Brave

June 25, 2012 by  

The original title for this movie was “The Bear and the Bow”. Separating a bit from usual Pixar form, this story would revolve around a female–a princess, to be exact. Much more in the vein of the Disney canon rather than the Pixar formula, this project was also helmed by Pixar’s first female director, Brenda Chapman. Chapman left production while the film was still being made over “creative differences”, and it was taken over by Mark Andrews, this being his first full length feature film with Pixar. The idea for the film is much in the vein of the traditional fairytale. This does have a bit of a Pixar twist, but not it’s as devastating as “Up”‘s and not as deeply involving as “Toy Story”. While the film isn’t all about fun, like “Monster’s Inc.”, it does have some kiddie elements and doesn’t always take itself so seriously.

The film’s heroine is Merida (voiced joyfully by Kelly Macdonald), who just wants to be one of the boys. Actually, she just doesn’t want to be a lady. She’s an archer and is quite skilled at the bow. Her mother (voiced by Emma Thompson with a somewhat questionable Scottish accent) doesn’t like that Merida is so unladylike. She doesn’t like that she goes off into the forest, climbing, shooting, riding. She believes Merida should be proper, and will soon be given a suitor by one of the other clans. Her father (entertainingly voiced by Billy Connolly) doesn’t really have much of a say in anything. He seems to like that Merida is boyish, but also wants to keep his wife happy. While Merida is a little girl, her father suffers a debilitating leg injury while fending off a bear after it tries to attack Merida. This bear will play a larger role later in the film.

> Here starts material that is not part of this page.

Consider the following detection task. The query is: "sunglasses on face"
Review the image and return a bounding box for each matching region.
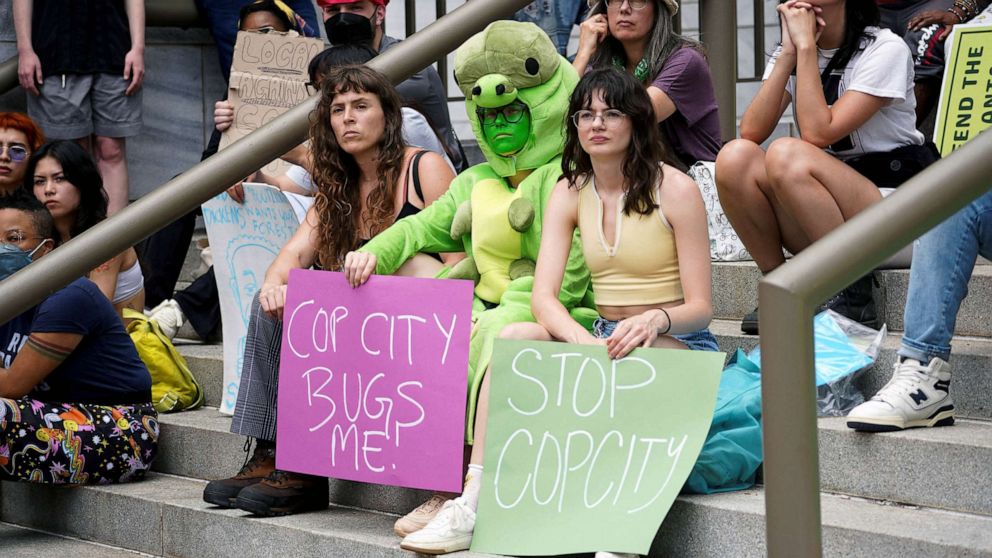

Meanwhile, after Merida’s all grown up, she is forced to take the hand of one of the clans’ sons that competes in Merida’s favorite sport–archery. She decides to fend for her own hand, much to the chagrin of her mother, who doesn’t want to allow it. But it’s too late, and Merida and her mother have a large fight that leads Merida to follow some enigmatic wisps of the willow into a forest, all the way to a mysterious witch. Merida wants to change her fate–but for some reason thinks that the way to do that is to change her mother’s fate. I still don’t follow that logic; but the result is quite interesting.

The change in Merida’s mother’s fate causes the two to bond with each other in an effort to make everything go back to normal; meanwhile, Merida’s father still has to entertain the clans while she supposedly deliberates over which suitor she chooses. The adventure in the film focuses on Merida and her mother, and their quest to undo what Merida has done.

The film really becomes more of a coming of age story and a very affectionate tale of mother/daughter relationships. It actually makes the other stuff seem a little forced in comparison. For instance, the cute but underused little brothers Merida has. They’re a joy to watch, but they’re hardly used. Same with the witch, and her strange crow that seems to be able to speak. But instead of having them as the resident villains, they disappear without a trace soon after being introduced. The lack of a central villain is a bit of a risk considering the formula this film follows. However, I thought they were able to pull off the story with having Merida herself being to blame for her mother’s misfortune, and it being up to her to save her. The payoff is a bit too easy, but the film has its share of amusing pratfalls and screwballery that keeps you entertained.

Overall it is a nice little tale, and the ending is moving. But there seems to be two different directions this movie wants to go and never quite gets to either, and I think that can be blamed a bit on the changing of the guard midway through production. Sometimes you can tell when a project changes hands (like in “Hancock”). I even think the title change is rather curious. This film isn’t so much about bravery (in that, Merida isn’t a coward in the beginning and brave by the end), but it is about a bear, and it does involve a bow. Maybe “The Bear and the Bow” just doesn’t resonate as a film title. It’d have to be some kind of Little Golden Book classic to retain a title like that.

For a Pixar film, it’s a tad disappointing. We don’t have the typical lush characters and multiple storylines, and some of the plot elements are just all too familiar. However, I did like the main characters enough, and I loved the look of the film, and the music was wonderful. The 3-D left something to be desired; but it still gave a greater scope of the landscapes of the Scottish highlands than I would imagine you could pull off in 2-D.

The film works enough to recommend and be passable. Maybe if this stayed in Brenda Chapman’s hands all along, however, we could have had another Pixar classic on our hands.